- Sire: Bidar
- Grandsire: Blenheim
- Dam: English Summer
- Damsire: Blue Ensign
- Sex: Gelding
- Foaled: 1946
- Country: Ireland
- Colour: Dark bay or brown
- Breeder: Sheila Bourke
- Owner: Mrs Leonard Carver
- Trainer: Fred Rimell
- Record: 92:24-?-?

Major wins
- Grand National (1956)

= E.S.B. (horse) =

Irish-bred Thoroughbred racehorse

E.S.B. was an Irish-bred, British-trained Thoroughbred racehorse which won the 1956 Grand National.

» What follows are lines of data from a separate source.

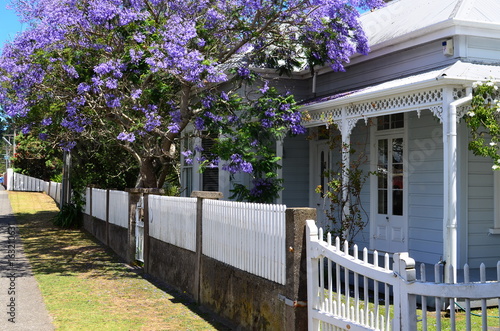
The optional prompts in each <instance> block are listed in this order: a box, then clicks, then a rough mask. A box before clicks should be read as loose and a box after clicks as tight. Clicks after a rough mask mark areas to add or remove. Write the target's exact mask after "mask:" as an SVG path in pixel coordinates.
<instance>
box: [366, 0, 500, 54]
mask: <svg viewBox="0 0 500 331" xmlns="http://www.w3.org/2000/svg"><path fill="white" fill-rule="evenodd" d="M360 20H361V22H362V25H363V28H364V30H365V32H366V34H367V37H368V41H369V44H370V45H371V46H372V47H373V46H375V45H379V44H382V43H386V42H389V41H391V40H394V39H398V38H400V37H405V38H406V39H407V38H415V37H418V36H422V35H425V34H429V33H430V32H431V31H433V30H436V29H442V28H444V27H447V26H453V25H456V24H459V23H464V22H471V23H489V24H495V25H496V24H499V25H500V1H498V0H396V1H392V2H390V3H388V4H387V6H386V7H384V8H381V9H377V10H375V11H373V12H368V13H365V14H364V15H362V16H361V18H360Z"/></svg>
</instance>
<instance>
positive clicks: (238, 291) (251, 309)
mask: <svg viewBox="0 0 500 331" xmlns="http://www.w3.org/2000/svg"><path fill="white" fill-rule="evenodd" d="M201 269H202V275H203V276H202V277H201V284H200V302H201V304H202V305H204V306H207V307H208V308H210V309H211V310H212V311H214V312H216V313H217V314H219V315H221V316H223V317H224V318H227V319H229V320H231V321H233V322H236V323H238V324H239V325H240V327H241V328H243V329H249V330H286V328H285V325H284V324H285V309H286V305H285V303H284V302H283V301H280V300H279V296H280V295H283V294H284V292H285V286H284V285H280V284H278V283H275V282H272V281H270V280H267V279H264V278H261V277H258V276H255V275H252V274H250V273H248V272H245V271H242V270H239V269H236V268H234V267H232V266H229V265H227V264H225V263H222V262H219V261H216V260H214V259H211V258H209V257H206V256H203V258H202V268H201Z"/></svg>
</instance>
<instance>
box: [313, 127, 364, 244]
mask: <svg viewBox="0 0 500 331" xmlns="http://www.w3.org/2000/svg"><path fill="white" fill-rule="evenodd" d="M340 139H341V137H340V135H335V136H332V137H330V150H332V151H334V152H337V153H341V152H342V149H343V150H345V151H348V152H349V154H350V156H351V157H352V156H355V155H357V158H355V159H351V160H350V162H349V166H348V167H346V166H345V165H344V164H343V163H342V162H338V163H337V164H336V166H337V167H336V169H333V170H326V171H325V173H324V176H325V177H327V178H328V182H327V184H326V187H322V186H321V185H320V186H318V187H317V188H316V193H319V194H321V196H322V198H324V199H326V200H328V204H327V206H328V208H327V209H326V210H325V213H326V216H327V218H328V220H329V221H330V223H331V225H330V226H328V227H327V228H326V231H327V232H330V233H331V234H332V235H333V237H339V238H341V240H342V241H344V240H349V241H352V240H353V239H354V237H355V236H356V235H357V234H358V233H359V232H360V231H362V230H363V229H364V228H365V226H366V225H367V224H368V221H367V220H368V213H367V212H366V211H365V210H364V208H363V205H362V201H361V191H362V189H363V185H364V184H365V182H366V180H367V179H368V178H369V176H370V175H372V173H370V172H368V173H367V172H364V171H363V170H362V165H363V164H366V163H367V161H368V159H367V156H366V155H365V154H364V153H363V152H359V153H356V150H355V149H354V148H353V147H352V146H349V145H345V144H342V142H341V141H340ZM361 150H363V148H361ZM344 177H345V178H346V180H345V181H344ZM363 216H365V217H366V220H364V219H363Z"/></svg>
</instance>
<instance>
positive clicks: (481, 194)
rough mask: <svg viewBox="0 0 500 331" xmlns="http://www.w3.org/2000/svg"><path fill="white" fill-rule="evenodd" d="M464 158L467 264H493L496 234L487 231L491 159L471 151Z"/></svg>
mask: <svg viewBox="0 0 500 331" xmlns="http://www.w3.org/2000/svg"><path fill="white" fill-rule="evenodd" d="M468 159H469V160H468V164H469V170H468V185H467V187H468V189H467V193H468V196H467V204H468V213H467V217H468V227H467V229H468V237H469V238H468V239H469V241H468V263H469V265H470V266H471V267H473V268H476V267H479V265H480V264H481V263H485V264H486V266H488V267H494V266H496V263H497V261H498V260H500V236H498V235H489V234H488V230H489V229H490V228H492V227H493V203H494V202H493V170H492V169H491V166H492V161H491V160H489V159H487V158H483V157H479V156H475V155H473V154H472V153H471V152H469V153H468Z"/></svg>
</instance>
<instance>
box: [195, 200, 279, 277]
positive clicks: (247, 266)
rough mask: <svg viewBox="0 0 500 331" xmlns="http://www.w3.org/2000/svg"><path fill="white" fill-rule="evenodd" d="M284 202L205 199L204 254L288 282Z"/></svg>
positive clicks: (204, 215)
mask: <svg viewBox="0 0 500 331" xmlns="http://www.w3.org/2000/svg"><path fill="white" fill-rule="evenodd" d="M285 210H286V206H284V205H268V204H256V203H244V202H232V201H218V200H205V201H204V203H203V254H205V255H207V256H209V257H211V258H213V259H216V260H218V261H221V262H224V263H227V264H229V265H232V266H234V267H236V268H238V269H241V270H245V271H247V272H249V273H252V274H255V275H258V276H261V277H263V278H266V279H269V280H272V281H274V282H277V283H279V284H285V280H286V274H285V267H286V261H285V251H286V248H285V232H286V231H285Z"/></svg>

E.S.B. was a dark bay gelding bred in County Kildare by Sheila Bourke. Trained by Fred Rimell, E.S.B. was ridden by jockey Dave Dick in the 1956 running of the steeplechase at Aintree Racecourse. He started at odds of 100/7 in a field of twenty-nine runners. The race seemed certain to be won by Devon Loch, who held a five-length lead on the run-in. However, forty yards from the finishing post, Devon Loch suddenly, and inexplicably, half-jumped into the air and collapsed in a bellyflop on the turf. E.S.B. overtook and sealed an unlikely victory, completing the course in 9 minutes 21.4 seconds, one second off the record completion time.

E.S.B.'s win was the first of four for trainer Rimell, who went on to train winners Nicolaus Silver (1961), Gay Trip (1970) and Rag Trade (1976).